Let's name some additional points on the sphere. Let $C$ be the point $(0,0,R)$ where the positive $z$ axis intersects the sphere. The blue great circle intersects the $y,z$ plane in two points; from those two points choose the one closer to $A$ and call it $D.$

The arrangement of points and arcs is shown in a schematic arrangement below. (This is not exactly to scale, because it is drawn as a plane figure while the actual figure is on the surface of a sphere.)

enter image description here

The figure below shows what it looks like on the sphere. Note that all arcs that are labeled with symbols ($\alpha,$ $\beta,$ $\gamma,$ $\delta,$ and $\theta$) are great-circle arcs, and the symbol is the name of the angle subtended by that arc at the center of the sphere.

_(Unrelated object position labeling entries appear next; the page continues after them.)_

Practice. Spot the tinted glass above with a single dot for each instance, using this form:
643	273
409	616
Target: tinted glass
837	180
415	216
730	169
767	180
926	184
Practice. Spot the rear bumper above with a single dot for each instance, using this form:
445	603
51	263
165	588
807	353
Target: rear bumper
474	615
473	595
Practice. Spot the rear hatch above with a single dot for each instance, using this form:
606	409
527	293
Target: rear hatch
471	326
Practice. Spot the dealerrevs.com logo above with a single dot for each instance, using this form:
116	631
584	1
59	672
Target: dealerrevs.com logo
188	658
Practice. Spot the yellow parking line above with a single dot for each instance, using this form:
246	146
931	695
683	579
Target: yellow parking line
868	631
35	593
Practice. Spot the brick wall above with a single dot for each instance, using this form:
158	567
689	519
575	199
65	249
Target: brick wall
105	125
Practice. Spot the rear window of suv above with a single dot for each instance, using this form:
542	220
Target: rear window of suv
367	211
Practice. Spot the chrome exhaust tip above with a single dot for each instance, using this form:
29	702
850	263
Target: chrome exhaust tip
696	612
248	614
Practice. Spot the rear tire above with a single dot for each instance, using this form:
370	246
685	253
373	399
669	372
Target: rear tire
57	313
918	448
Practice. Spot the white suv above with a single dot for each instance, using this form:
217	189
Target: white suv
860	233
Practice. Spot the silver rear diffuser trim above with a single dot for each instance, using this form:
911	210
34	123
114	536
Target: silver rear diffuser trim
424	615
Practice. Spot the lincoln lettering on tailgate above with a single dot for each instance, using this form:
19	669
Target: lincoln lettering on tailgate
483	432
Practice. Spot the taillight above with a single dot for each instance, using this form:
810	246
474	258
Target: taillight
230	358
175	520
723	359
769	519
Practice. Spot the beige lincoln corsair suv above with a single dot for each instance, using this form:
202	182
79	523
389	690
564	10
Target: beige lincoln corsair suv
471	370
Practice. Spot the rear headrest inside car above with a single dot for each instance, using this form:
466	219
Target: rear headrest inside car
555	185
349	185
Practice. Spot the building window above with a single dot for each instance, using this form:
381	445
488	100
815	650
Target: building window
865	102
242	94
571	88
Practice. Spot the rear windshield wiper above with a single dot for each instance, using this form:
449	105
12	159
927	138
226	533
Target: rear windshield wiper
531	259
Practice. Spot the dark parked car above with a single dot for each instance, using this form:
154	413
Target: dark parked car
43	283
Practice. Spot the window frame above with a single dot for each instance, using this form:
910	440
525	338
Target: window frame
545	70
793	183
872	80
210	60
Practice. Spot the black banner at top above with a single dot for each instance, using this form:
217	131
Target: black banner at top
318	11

enter image description here

Now we have a spherical triangle $\triangle ADC.$ Following the usual convention where the "sides" of the spherical triangle are measured by the angle (in radians) that they subtend at the center of the sphere, side $AC$ has measure $\alpha$ and side $CD$ has measure $\beta.$ The spherical angle $\angle ADC$ is $\frac\pi2.$ Let $\eta = \angle CAD.$ According to the spherical law of sines,

$$ \frac{\sin\frac\pi2}{\sin\alpha} = \frac{\sin\eta}{\sin\beta}.$$

But $\sin\frac\pi2 = 1.$ Therefore $\sin\eta = \frac{\sin\beta}{\sin\alpha}$ and $$\eta = \arcsin\left(\frac{\sin\beta}{\sin\alpha}\right).$$

For now, let's consider the variant of the problem in which $\theta$ is known and $\gamma$ is unknown. Since $\theta$ is known, we can construct two points on the black small circle that subtend angle $\theta$ from $A$. Let the point labeled $B$ in the figure be one of those points.

The spherical triangle $\triangle ABC$ has sides of measure $\alpha$ opposite $A$ and $B$ and a side of measure $\theta$ opposite $C.$ Let $\zeta = \angle BAC.$ By the spherical law of cosines, $$ \cos\alpha = \cos\alpha \cos\theta + \sin\alpha \sin\theta \cos\zeta. $$

Solving for $\zeta,$ $$ \zeta = \arccos\left(\frac{1 - \cos\theta}{\sin\theta}\cot\alpha\right). $$

From $B,$ construct an arc on the sphere to the closest point on the blue great circle. Call that point $E.$ The arc from $B$ to $E$ meets the blue great circle in a right angle.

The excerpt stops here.